Miałam pisać o dorosłości, dojrzewaniu, i miałam posłużyć się kilkoma przykładami z filmu i książki. Jednak zafascynowana filmem zaczęłam go opisywać i powstało coś, co nie jest ani recenzją, ani notką o dorosłości, a raczej jakimś streszczeniem filmu, choć nie całego. Generalnie, to polecam i film, i mój wpis:)

W nagłówku umieściłam kadr z filmu "Absolwent" (1967, reż. Mike Nichols), który przedstawia głównego bohatera Benjamina (rola Dustina Hoffmana) wracającego do domu. W tle tej sceny słychać utwór "Sound of silence", z którego cytat znajduje się w tytule postu. Dlaczego akurat przywołałam ten film? Bo to jeden z najładniejszych filmów o miłości, ale też o dorosłości. Tytuł mówi sam za siebie. Absolwent to człowiek, który stoi na pewnym pograniczu, na rozstaju. Ma przed sobą morze możliwości i morze trudnych decyzji do podjęcia. Film trzeba obejrzeć i koniec. Świetne obrazy i jeszcze lepsza muzyka skomponowana przez duet Simon & Garfunkel. 

Ben kończy studia i wraca do rodzinnego domu. Tam na świeżo upieczonego absolwenta oczekuje rodzina, chcąc poznać jego plan na przyszłość. Jednak Benjamin nie ma żadnego planu. Chce uciec od gości i pobyć sam. Ciotki i wujkowie pytają wciąż: Benjaminie, co teraz będziesz robił?, tymczasem on odpowiada: Pójdę na górę do swojego pokoju. Gdy udaje mu się wreszcie dostać do niego, wchodzi znajoma rodziców Mrs. Robinson (pewnie znacie tę piosenkę?), która prosi go o odwiezienie do domu, kłamiąc, że wcale nie chce go uwieść. Zdezorientowany Ben mówi do niej: Mrs. Robinson, you are trying to seduce me. I tak rozpoczyna się ich romans, który doprowadza do związku z córką Mrs. Robinson, Elaine. Fabuła może wydawać się banalna, ale jednak motyw dorosłości przejawia się w filmie prawie na każdym kroku, to on jest właściwie tematem filmu.

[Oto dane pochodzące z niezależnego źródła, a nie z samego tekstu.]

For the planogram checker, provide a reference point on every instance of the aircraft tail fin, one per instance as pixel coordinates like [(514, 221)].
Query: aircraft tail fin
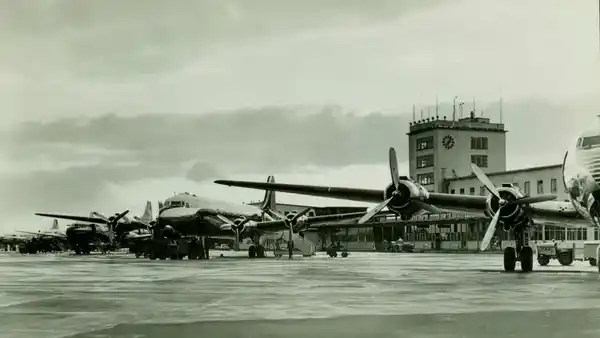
[(269, 202), (147, 216)]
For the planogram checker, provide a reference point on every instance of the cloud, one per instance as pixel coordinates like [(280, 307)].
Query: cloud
[(270, 138), (211, 55)]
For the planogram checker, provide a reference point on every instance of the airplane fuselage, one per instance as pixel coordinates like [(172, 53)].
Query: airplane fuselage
[(182, 211)]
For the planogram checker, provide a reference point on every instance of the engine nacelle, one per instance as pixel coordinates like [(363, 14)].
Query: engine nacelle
[(402, 203), (511, 215)]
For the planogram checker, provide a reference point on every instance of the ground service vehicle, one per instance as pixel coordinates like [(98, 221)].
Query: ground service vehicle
[(548, 251)]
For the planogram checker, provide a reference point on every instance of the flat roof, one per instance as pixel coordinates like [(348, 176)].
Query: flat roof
[(509, 172), (480, 124)]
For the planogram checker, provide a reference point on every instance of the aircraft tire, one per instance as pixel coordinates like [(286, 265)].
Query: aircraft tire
[(527, 259), (565, 258), (543, 260), (510, 259)]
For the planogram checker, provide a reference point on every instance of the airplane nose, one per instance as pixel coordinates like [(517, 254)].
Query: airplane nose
[(590, 159)]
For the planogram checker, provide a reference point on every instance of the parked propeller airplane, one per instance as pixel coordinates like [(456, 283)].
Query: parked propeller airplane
[(507, 205), (189, 215), (185, 217), (105, 232)]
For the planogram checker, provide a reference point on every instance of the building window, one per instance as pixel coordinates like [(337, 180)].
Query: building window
[(425, 161), (553, 186), (478, 142), (540, 187), (425, 179), (425, 143), (479, 160)]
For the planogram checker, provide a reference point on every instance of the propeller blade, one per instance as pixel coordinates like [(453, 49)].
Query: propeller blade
[(369, 215), (121, 215), (291, 240), (394, 168), (533, 199), (300, 214), (482, 177), (487, 238), (427, 207)]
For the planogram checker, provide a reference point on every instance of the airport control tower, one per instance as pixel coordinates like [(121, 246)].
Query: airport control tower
[(441, 147)]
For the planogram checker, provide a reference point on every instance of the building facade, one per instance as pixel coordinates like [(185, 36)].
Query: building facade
[(439, 148)]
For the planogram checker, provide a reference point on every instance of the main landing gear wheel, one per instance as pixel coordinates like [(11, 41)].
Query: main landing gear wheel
[(510, 259), (526, 259)]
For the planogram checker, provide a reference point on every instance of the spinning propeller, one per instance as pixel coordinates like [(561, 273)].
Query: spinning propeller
[(393, 160), (502, 203)]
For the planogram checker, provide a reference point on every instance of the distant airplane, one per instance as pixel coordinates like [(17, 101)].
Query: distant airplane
[(105, 233), (506, 205), (33, 242)]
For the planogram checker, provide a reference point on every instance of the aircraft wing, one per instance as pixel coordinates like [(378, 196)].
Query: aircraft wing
[(280, 224), (121, 226), (42, 234), (190, 214), (86, 219), (354, 194), (450, 202)]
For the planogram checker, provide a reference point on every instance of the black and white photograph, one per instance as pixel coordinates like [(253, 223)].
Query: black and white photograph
[(287, 168)]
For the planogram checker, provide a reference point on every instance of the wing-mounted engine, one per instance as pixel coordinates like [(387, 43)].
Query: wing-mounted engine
[(512, 214), (403, 196), (406, 198), (507, 204)]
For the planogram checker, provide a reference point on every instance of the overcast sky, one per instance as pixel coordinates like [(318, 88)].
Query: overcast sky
[(108, 103)]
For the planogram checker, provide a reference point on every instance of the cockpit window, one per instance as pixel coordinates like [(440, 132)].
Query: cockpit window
[(174, 204), (586, 142)]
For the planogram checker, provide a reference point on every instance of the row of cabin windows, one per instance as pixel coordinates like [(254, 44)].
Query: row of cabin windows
[(526, 188), (479, 142)]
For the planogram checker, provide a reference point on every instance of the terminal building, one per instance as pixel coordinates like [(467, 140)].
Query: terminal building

Ben nie chce już teraz planować swego życia. Dopiero skończył studia i w jego życiu nic nie jest poukładane. Co z tego, że był jednym z lepszych uczniów, prymus, same najlepsze wyniki, chwalono go i podziwiano, świetny sportowiec. To wszystko go w ogóle nie interesuje, a wręcz męczy. Taki opis bohatera tworzy obraz życia zupełnie odwrotny od tego, który lansuje się dzisiaj wszędzie w mediach. Samodoskonalenie, rozwój osobisty, osiąganie sukcesów w pracy itd. - hasła wypowiadane przez popularnych dziś trenerów personalnych. W Internecie masowo powstają blogi o coachingu, ludzie wychodzą przed kamery i opowiadają swoje historie, jak zmienili się na lepsze z lwa kanapowego w grubą rybę w branży, w której mają swoją firmę. To wszystko jest naprawdę super. Ale Ben jest tym zmęczony. W świetle tego, co dzieje się obecnie, film sprzed prawie pięćdziesięciu lat wydaje się mocno zacofany i wręcz proklamujący bierność. Ale wiecie co? Jest w nim sporo racji. Mówi o wartości, którą rozumiemy teraz zupełnie inaczej. Może jest fajniej, gdy ma się kupę forsy i możliwości na rozwój. W ogóle rozwój sam w sobie jest fajny, ale trzeba pamiętać o jednej podstawowej sprawie - miłości. Miłość jest takim spoiwem, który łączy wszystkie elementy tej dziwnej układanki, jaką jest życie, w jako taką całość, którą można udźwignąć. To banalne, ale jakie prawdziwe.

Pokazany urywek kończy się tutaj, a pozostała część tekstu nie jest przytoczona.